Experimental example 7 investigation of therapeutic Effect of drug-loaded nanoparticles on atherosclerosis mice
1. Grouping and administration of animals
9 Apoe -/- mice (model group) aged 12 weeks. Model groups were randomly divided into three groups of 3 each: PBS group, LAD@siCamk2g treatment group and Lipo@siCamk2g treatment group.
Lad@sicamk2g treatment group: 125 μl of the LAD@siCamk2g prepared in example 4 was injected into mice via tail vein. lipo@siCamk2g treatment group: 125. Mu.L of Lipo@siCamk2g prepared in comparative example 1 was injected into mice via tail vein. Injections were given 2 times per week for a total of 4 weeks. PBS groups were injected in parallel with equal volumes of PBS solution.
2. Test method
After the treatment, the aorta of each group of mice was removed, immersed 2 times in PBS, and the blood vessel was carefully dissected longitudinally along the wall of the blood vessel with dissecting scissors. Immersing the dissected blood vessel into oil red O dye solution for dyeing at 37 ℃ for 60min; taking out, differentiating with 75% ethanol until the fat plaque in the lumen turns to orange or bright red, and other parts are nearly colorless, and washing with distilled water for 2 times. The staining results were photographed with a camera.
3. Test results
As a result, as shown in FIG. 10, the percentage of the total area of the oil red O area of the PBS group was 61.79.+ -. 18.73%, the percentage of the total area of the oil red O area of the Lipo@siCamk2g group was 27.73.+ -. 11.46%, and the percentage of the total area of the oil red O area of the LAD@siCamk2g group was 8.47.+ -. 3.17%. P <0.05 between PBS group and lad@sicamk2g group. Compared with the PBS group and the Lipo@siCamk2g treatment group, the LAD@siCamk2g treatment group has significantly smaller area (red area) of fat plaque in the lumen (p < 0.05) by injecting the LAD@siCamk2g treatment group, and the treatment effect is significantly higher than that of the other two groups, and shows that the in-situ gene editing macrophage combined with nitric oxide gas therapy can realize good treatment effect of atherosclerosis.

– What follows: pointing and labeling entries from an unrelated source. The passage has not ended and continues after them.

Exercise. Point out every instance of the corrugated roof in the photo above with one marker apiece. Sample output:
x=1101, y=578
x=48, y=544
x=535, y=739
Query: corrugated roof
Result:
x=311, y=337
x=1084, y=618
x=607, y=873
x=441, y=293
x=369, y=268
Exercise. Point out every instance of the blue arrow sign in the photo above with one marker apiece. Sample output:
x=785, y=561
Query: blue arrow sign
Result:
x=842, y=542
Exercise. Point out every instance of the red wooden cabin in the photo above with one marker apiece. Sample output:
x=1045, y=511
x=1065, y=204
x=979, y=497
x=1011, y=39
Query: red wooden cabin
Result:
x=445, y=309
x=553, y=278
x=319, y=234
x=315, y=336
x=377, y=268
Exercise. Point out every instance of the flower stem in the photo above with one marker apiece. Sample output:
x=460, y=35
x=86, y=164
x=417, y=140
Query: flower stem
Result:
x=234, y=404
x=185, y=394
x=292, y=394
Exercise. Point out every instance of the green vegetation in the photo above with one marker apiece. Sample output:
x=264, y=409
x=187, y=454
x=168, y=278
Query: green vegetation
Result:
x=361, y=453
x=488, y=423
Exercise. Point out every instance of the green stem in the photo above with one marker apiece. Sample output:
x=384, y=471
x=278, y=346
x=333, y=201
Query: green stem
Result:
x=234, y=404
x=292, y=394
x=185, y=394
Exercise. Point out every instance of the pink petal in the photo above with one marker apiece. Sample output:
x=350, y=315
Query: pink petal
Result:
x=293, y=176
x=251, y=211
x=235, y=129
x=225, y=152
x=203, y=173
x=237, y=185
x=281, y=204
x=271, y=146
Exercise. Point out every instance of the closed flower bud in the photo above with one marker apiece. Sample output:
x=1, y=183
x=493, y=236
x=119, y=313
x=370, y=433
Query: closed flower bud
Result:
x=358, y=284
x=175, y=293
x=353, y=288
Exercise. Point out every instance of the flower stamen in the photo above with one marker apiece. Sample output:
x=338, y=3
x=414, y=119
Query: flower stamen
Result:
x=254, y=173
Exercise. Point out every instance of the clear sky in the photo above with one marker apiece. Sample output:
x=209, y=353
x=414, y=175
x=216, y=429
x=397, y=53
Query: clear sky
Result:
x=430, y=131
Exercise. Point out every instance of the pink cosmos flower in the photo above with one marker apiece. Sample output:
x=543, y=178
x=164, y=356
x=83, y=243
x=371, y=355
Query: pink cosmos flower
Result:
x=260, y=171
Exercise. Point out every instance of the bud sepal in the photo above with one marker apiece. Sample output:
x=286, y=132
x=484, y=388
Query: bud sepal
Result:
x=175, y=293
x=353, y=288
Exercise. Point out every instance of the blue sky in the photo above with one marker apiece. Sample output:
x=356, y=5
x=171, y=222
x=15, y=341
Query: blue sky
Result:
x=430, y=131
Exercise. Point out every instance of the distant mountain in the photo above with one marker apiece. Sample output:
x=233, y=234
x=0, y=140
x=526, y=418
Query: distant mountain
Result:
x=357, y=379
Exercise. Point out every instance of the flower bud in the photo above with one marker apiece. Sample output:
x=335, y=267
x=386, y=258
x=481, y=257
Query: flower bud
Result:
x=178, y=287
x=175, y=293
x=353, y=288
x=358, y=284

Experimental example 8 in-situ editing Effect of drug-loaded nanoparticles on macrophages in vivo
1. Grouping and administration of animals
9 Apoe -/- mice (model group) aged 12 weeks. Model groups were randomly divided into three groups of 3 each: PBS group, LAD@siCamk2g treatment group and Lipo@siCamk2g treatment group.
Lad@sicamk2g treatment group: 125 μl of the LAD@siCamk2g prepared in example 4 was injected into mice via tail vein. lipo@siCamk2g treatment group: 125. Mu.L of Lipo@siCamk2g prepared in comparative example 1 was injected into mice via tail vein. Injections were given 2 times per week for a total of 4 weeks. The PBS group was injected in parallel with the same volume of PBS solution.
2. Test method
After the end of the treatment, the aorta of each group of mice was removed, embedded with OTC, and then frozen into sections. Frozen sections were subjected to TUNEL (red) and F8/40 (green) immunofluorescent staining. The staining results were observed with a slice scanner. The fluorescence staining imaging results are shown in fig. 11. White arrows indicate co-localization of macrophages (green) with apoptotic cells (red).
3. Test results
As a result, as shown in FIG. 11, the co-localized fluorescence intensity of the PBS group was (3.95.+ -. 0.68). Times.10 5, the co-localized fluorescence intensity of the Lipo@siCamk2g group was (6.44.+ -. 0.7). Times.10 5, and the co-localized fluorescence intensity of the LAD@siCamk2g group was (14.65.+ -. 2.85). Times.10 5. P <0.001 between the lipo@siCamk2g group and the LAD@siCamk2g group. The degree of co-localization of macrophages (green) with apoptotic cells (red) was significantly higher (p < 0.001) in the lad@sicamk2g treated group by injection of lad@sicamk2g in vivo compared to the PBS group and the lipo@sicamk2g treated group. The method shows that the macrophage can be remarkably genetically modified, the phagocytic capacity of the macrophage is recovered, apoptotic cells are cleared, and the treatment effect of the macrophage is obviously higher than that of other two groups.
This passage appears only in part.